The environmental predicament has created social and economic deprivation such as income inequalities and poverty which is complicating the development situation in the region (Omohimoria et al., 2014); and this has gradually reduced their standard of living (Amnesty International, 2009). Due to the economic stagnation, unemployment and poor quality of life (shortage of essential goods and facilities, and unhealthy environment spreading diseases and malnutrition), agricultural underdevelopment from soil infertility, and poverty has become their way of life. Without proper environmental management, the poor in the urban and rural areas suffer from insufficient livelihoods, poor health, and vulnerability which are the key dimensions of human poverty (UNDP, 2006).
Introduction
The first part of this chapter summarizes the main conclusions derived from the study and the second part presents the recommendations derived from the findings of the research. As crude oil exploitation cannot be stopped outright, there is the need to talk for the future generation as they are not available to tell of the kind of environment they want. Niger Delta has earned huge revenues for the country since 1958 from its abundant crude oil resources. Despite the amount of revenue generated from the region, environmental pollution continues to swallow the region with it numerous direct and indirect impacts.
Conclusions
Based on the research discussion, the following conclusions were made. Before commercial oil production in Niger Delta, the people in the region lived a special life that was predicted on the healthy environment surrounding them. Most of their life style, from social to economic, was linked to one or more objects in the environment. However, after oil production began, life continues, but this socioeconomic life seems to differ from what it used to be before oil production. From the research, it has been noted that there is a clear difference between the pre-oil socioeconomic life and the post-oil socioeconomic life of the Niger Delta people.
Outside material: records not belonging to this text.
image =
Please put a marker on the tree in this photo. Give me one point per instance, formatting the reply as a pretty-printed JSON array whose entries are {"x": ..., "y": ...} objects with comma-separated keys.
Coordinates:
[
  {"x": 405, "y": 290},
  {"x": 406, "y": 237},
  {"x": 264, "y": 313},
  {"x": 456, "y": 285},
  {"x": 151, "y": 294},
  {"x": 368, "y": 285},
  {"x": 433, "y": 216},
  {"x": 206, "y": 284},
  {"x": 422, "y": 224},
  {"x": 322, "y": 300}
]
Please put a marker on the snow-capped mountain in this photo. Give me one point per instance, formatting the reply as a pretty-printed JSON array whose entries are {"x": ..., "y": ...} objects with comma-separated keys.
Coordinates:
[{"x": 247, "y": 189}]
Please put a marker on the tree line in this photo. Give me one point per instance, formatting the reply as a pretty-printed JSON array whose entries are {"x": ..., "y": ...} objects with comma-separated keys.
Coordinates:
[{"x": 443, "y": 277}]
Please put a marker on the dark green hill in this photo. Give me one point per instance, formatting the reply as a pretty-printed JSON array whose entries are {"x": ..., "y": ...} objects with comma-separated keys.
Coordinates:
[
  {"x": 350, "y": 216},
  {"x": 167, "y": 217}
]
It has been noted that some activities arising from the E&P operations of crude oil in the region has caused immense environmental damage to the region, most especially to the oil-producing communities. These environmental challenges included oil spillage, gas flaring, canalization, inappropriate waste management and leakages from oil pipelines, depletion of forest reserve, among others. However, these environmental challenges come about by the action of the oil companies and other times by local militants. The extent to which the environmental pollution has degraded the environment include contamination of aquatic habitats leading to the death of aquatic life, pollution of drinking water, pollution of air by flares and other chemicals, deforestation and destruction of farmlands, depletion of the Niger Delta mangrove forest, etc.